AG:思い返せばそうなのかも。これって意外に狙ってできるもんじゃないかもしれないですね。オレらは自然な流れで始めて今に至るわけで。偶然が重なった部分もあったんでしょうけど、こんなにバンドに密接に関わっていくとは思わなかったし、今みたいに受け入れてもらえるとも思っていなかったんで。そんな自分たちの姿を見て、「自分もアートをやりたい」なんて思ったり行動してくれるのは本当に嬉しいですよ。きっとオレらが楽しんでやっているっていうのが伝わったんでしょうね。楽しくないと続かないですから。

HIDE:そうだね。

アトリエに飾られていた3枚の絵はシルクスクリーンではなくすべて手で描かれたもの。

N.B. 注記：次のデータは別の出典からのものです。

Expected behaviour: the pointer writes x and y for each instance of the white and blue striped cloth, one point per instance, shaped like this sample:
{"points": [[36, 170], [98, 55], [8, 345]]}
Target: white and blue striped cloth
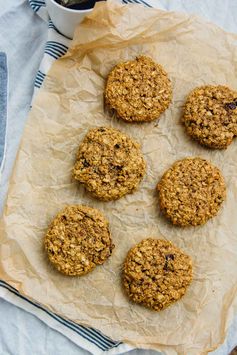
{"points": [[57, 44]]}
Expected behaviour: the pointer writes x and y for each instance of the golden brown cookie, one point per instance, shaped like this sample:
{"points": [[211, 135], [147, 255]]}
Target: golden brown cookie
{"points": [[78, 240], [156, 273], [210, 115], [138, 90], [191, 192], [109, 163]]}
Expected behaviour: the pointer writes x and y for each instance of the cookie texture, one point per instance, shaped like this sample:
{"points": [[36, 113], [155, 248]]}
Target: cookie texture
{"points": [[210, 115], [191, 192], [138, 90], [156, 273], [78, 240], [109, 163]]}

右の作品はスプレーを最初に施したうえに絵を描いていった。ちょうど涙が流れているような構図になっている。

ー最近ではキャンバスだけではなく立体物にもアートを描かれていると聞いたのですが。

AG:インテリアに自分たちのアートを描いてみたらどうなるのかっていう新しい試みをやってみようってチャレンジでやってみたんですよ。意外とうまくいったなって感覚です。

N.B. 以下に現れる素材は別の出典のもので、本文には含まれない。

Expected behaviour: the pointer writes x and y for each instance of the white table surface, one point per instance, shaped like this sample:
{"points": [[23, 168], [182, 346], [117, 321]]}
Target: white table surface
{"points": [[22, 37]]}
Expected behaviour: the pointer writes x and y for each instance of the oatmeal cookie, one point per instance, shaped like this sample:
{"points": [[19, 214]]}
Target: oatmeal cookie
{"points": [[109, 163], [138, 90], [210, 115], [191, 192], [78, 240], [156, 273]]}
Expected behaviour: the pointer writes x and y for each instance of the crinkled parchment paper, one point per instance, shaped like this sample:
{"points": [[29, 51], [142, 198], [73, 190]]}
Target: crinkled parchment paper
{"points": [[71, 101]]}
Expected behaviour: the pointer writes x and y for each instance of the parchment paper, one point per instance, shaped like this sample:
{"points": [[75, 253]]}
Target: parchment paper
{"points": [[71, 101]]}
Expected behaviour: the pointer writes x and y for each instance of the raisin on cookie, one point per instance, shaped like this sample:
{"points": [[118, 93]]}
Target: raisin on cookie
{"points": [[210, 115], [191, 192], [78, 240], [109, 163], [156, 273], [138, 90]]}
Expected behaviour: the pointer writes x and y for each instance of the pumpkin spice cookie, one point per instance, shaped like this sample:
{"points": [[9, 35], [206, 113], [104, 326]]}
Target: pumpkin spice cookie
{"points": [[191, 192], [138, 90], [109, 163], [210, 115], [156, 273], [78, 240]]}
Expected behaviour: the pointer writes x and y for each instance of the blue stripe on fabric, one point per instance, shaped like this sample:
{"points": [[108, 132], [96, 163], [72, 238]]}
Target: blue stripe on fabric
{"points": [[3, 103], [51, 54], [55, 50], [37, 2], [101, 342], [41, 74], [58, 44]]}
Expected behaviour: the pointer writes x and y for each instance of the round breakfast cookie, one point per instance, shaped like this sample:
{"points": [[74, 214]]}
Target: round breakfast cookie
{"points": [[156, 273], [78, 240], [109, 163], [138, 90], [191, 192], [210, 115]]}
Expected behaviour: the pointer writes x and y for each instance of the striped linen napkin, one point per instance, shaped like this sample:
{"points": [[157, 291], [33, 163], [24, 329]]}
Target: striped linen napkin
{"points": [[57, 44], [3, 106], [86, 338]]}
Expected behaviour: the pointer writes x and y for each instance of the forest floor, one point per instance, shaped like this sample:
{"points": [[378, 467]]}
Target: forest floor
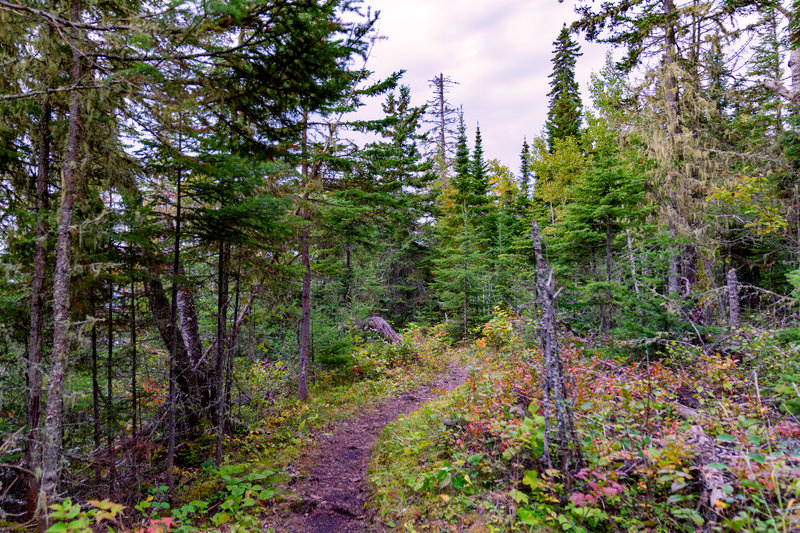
{"points": [[331, 494]]}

HIDE:これはJMSが展開している“JMS pre.STAY FREE”というYouTubeコンテンツがあって、その中での企画に誘われたときに、リサイクルショップで何か買ってきて描いてみたらいいんじゃないかってことを自分たちから提案したんです。今回はたまたま椅子に絵を描いたんですが、なぜか悪ノリでルイ・ヴィトンのバッグを買っている人がいて(笑)。

AG:悪ノリって(笑)。

ールイ・ヴィトンのバッグに描いたんですか??

HIDE:描きましたよ。正直、けっこうなプレッシャーでした。ちゃんと色がのるのか、弾いたらどうしよう、だとか。結果的にちゃんと出来たからよかったものの……。リメイク自体は面白かったですけどね。

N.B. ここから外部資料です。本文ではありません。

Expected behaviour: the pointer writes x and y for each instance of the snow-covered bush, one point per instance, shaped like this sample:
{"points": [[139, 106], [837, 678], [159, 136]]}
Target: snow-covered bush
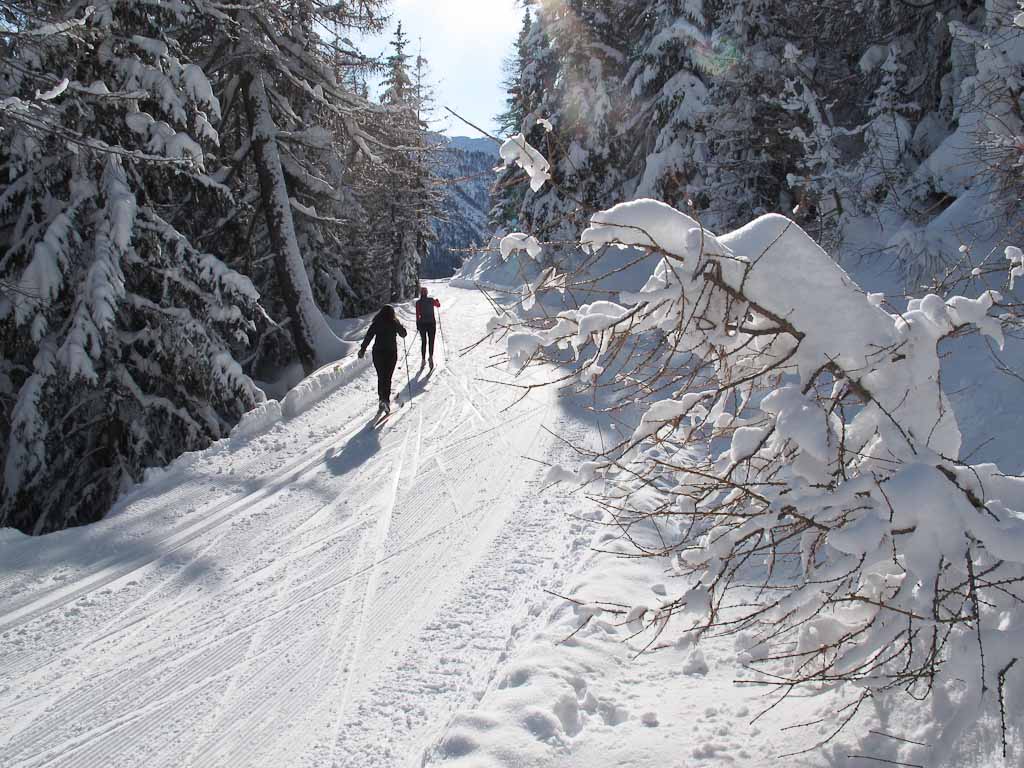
{"points": [[119, 336], [809, 464]]}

AG:そう、楽しかったよね。次の展示会でアートを施した並んでいても面白いかもしれない。ルイ・ヴィトンが並んでたらちょっとアレだけど(笑)。そんな風に最近では表現する幅がより広がってきたように感じています。こうして考えると、オレらは物作りが好きなんだろうなって本当に思います。だからレコードプレイヤーをオリジナルで作ったし、そもそもを考えるとアートをやっていなかったらレコードというフォーマットで作品を出したいと思わなかったかもしれない。よりジャケットが大きいものが欲しいと思ったからレコードにチャレンジしたわけですから。

NOISEMAKER最新EP「H.U.E.」はアナログレコードとして展開される。ON AUDIOとコラボしたNOISEMAKERオリジナルデザインのレコードプレーヤーとのボックスセット。

アート表現から派生したアパレル展開の動向

ーDOTS COLLECTIVEではアパレルも数多く展開されていますよね。洋服はどのようなコンセプトでデザインしているんですか?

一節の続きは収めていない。